La verdad es que no puedo echarte de menos porque estoy lleno de ti.
Anthony de Mello
Han pasado casi tres años de haber plasmado en palabras este libro y casi dos de su publicación. Cuando lo escribí lo hice llevado por una fuerza interior y misteriosa, como una respuesta en acto al anhelo de poner en voz una experiencia por la que había transitado en mi vida y que necesitaba comprender.
Nació de un modo impensado, como una especie de "mapa de viaje de mi alma" desde el sufrimiento a la luz, desde la pena a la alegría y desde la resistencia a la aceptación. Sin proponérmelo, resultó ser un camino sanador de mis heridas y una manera de reconciliarme con la vida. Luego, por la acción de al s cosas, se transformó en un texto que se independizó de mí y comenzó a rodar tocando a las almas de otras personas atravesadas por una historia similar.
Muchas de ellas se acercaron, de diversas maneras, para contarme que al leer el libro se habían sentido identificadas con lo escrito, como si mi texto hablara de ellas, o bien para decirme que su lectura las había ayudado en el proceso de sanar su dolor.
A todas y a cada una las sentí como hermanas con quienes compartíamos una misma historia y a sus palabras como una caricia generosa de la vida que me devolvía con creces la ayuda que Muertes inesperadas, al parecer, había derramado.
Sin embargo, en cada nuevo encuentro el borrador de una idea se iba transformando en una firme certeza: hay vivencias arquetípicas sobre la muerte, inscriptas en el corazón de los seres humanos, que se repiten una y otra vez.
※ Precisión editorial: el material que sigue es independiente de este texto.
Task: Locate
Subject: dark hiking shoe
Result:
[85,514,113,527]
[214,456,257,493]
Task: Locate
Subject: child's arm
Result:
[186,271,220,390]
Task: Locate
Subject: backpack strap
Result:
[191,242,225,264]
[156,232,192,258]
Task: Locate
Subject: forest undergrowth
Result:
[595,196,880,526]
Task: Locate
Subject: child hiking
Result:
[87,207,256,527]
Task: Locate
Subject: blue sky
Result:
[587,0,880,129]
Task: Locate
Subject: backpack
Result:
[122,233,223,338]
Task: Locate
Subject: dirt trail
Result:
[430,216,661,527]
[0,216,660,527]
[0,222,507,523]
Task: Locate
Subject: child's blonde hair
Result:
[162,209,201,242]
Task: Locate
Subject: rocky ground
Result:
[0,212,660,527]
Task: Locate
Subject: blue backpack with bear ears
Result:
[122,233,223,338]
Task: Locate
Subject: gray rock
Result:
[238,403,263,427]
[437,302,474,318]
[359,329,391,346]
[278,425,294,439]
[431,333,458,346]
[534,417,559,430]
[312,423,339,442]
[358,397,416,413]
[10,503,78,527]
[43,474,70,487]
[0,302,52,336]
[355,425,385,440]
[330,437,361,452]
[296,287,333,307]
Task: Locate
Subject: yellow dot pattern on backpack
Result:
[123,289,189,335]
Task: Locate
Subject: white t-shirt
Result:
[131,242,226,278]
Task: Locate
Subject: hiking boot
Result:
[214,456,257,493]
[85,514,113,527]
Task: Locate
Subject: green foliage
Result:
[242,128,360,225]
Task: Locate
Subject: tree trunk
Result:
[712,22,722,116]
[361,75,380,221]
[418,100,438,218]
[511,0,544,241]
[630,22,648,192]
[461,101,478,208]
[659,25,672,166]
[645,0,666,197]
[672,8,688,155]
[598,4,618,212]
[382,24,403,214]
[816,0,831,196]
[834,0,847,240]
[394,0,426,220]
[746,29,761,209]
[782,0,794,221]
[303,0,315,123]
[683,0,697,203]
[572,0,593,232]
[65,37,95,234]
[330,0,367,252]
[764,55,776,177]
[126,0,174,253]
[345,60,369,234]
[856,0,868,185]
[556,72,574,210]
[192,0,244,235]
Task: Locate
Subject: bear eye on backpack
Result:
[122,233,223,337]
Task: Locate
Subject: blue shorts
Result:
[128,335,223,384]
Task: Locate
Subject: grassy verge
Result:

Que, independientemente de la singularidad de cada relato y cada historia, existe un repertorio común y restringido de posibilidades que se actualizan en cada presente, como modos diferentes de una misma estructura, que delatan la esencia universal de la condición humana. Que al vivir la que nos toca estamos reviviendo algo que yace dormido en el espíritu del hombre esperando su momento. Que cada muerte evoca todas las muertes, y que cada lágrima derramada a causa de la partida de un ser querido es un llanto por todos los muertos, aunque nuestra conciencia lo ignore.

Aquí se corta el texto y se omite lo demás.